In the Google Cloud console, use the Write preference option to specify what action to take when you load data from a source file or from a query result. The bq command-line tool and the API include the following options:
Console option | bq tool flag | BigQuery API property | Description |
---|---|---|---|
Write if empty | None | WRITE_EMPTY | Writes the data only if the table is empty. |
Append to table | --noreplace or --replace=false ; if
--replace is unspecified, the default is append |
WRITE_APPEND | (Default) Appends the data to the end of the table. |
Overwrite table | --replace or --replace=true |
WRITE_TRUNCATE | Erases all existing data in a table before writing the new data. |
Quota policy
For information about the quota policy for batch loading data, see Load jobs on the Quotas and limits page.
View current quota usage
You can view your current usage of query, load, extract, or copy jobs by running
an INFORMATION_SCHEMA
query to view metadata about the jobs ran over a
specified time period. You can compare your current usage against the quota
limit to determine your quota usage for a particular type of job. The following
example query uses the INFORMATION_SCHEMA.JOBS
view to list the number of
query, load, extract, and copy jobs by project:
SELECT sum(case when job_type="QUERY" then 1 else 0 end) as QRY_CNT, sum(case when job_type="LOAD" then 1 else 0 end) as LOAD_CNT, sum(case when job_type="EXTRACT" then 1 else 0 end) as EXT_CNT, sum(case when job_type="COPY" then 1 else 0 end) as CPY_CNT FROM `region-eu`.INFORMATION_SCHEMA.JOBS_BY_PROJECT WHERE date(creation_time)= CURRENT_DATE()
Pricing
There is no charge for batch loading data into BigQuery using the shared slot pool. For more information, see BigQuery data ingestion pricing.
Example use case
Suppose there is a nightly batch processing pipeline that needs to be completed by a fixed deadline. Data needs to be available by this deadline for further processing by another batch process to generate reports to be sent to a regulator. This use case is common in regulated industries such as finance.
Batch loading of data with load jobs is the right approach for this use case because latency is not a concern provided the deadline can be met. Ensure your Cloud Storage buckets meet the location requirements for loading data into the BigQuery dataset.

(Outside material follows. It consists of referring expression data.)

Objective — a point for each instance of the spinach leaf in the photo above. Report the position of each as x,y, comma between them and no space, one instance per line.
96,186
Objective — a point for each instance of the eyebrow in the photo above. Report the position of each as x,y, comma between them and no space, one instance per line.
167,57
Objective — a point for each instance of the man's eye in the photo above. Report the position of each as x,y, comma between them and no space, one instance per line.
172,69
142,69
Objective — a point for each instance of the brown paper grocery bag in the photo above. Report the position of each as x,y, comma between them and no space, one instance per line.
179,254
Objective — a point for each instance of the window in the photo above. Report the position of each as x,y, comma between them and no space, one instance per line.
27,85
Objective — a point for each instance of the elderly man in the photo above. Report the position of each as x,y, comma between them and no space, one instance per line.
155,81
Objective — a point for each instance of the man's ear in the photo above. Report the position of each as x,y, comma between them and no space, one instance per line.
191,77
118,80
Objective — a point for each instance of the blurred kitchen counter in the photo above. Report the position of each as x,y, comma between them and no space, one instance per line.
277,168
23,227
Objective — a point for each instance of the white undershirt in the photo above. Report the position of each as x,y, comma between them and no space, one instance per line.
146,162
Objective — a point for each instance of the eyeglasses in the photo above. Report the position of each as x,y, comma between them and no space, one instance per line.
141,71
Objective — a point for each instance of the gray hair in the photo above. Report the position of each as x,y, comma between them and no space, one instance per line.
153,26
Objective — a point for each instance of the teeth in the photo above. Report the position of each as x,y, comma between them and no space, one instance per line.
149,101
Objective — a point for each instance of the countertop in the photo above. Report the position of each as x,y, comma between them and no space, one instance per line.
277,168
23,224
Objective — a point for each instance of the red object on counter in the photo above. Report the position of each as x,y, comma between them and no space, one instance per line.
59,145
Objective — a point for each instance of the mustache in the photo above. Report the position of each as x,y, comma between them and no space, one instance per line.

The result of a BigQuery load job is atomic; either all records
get inserted or none do. As a best practice, when inserting all data in a single
load job, create a new table by using the WRITE_TRUNCATE
disposition of
the JobConfigurationLoad
resource.
This is important when retrying a failed load job, as the client might
not be able to distinguish between jobs that have failed and the failure
caused by for example in communicating the success state back to the client.
Assuming data to be ingested has been successfully copied to Cloud Storage already, retrying with exponential backoff is sufficient to address ingestion failures.
It's recommended that a nightly batch job doesn't hit the default quota of 1,500 loads per table per day even with retries. When loading data incrementally, the default quota is sufficient for running a load job every 5 minutes and have unconsumed quota for at least 1 retry per job on average.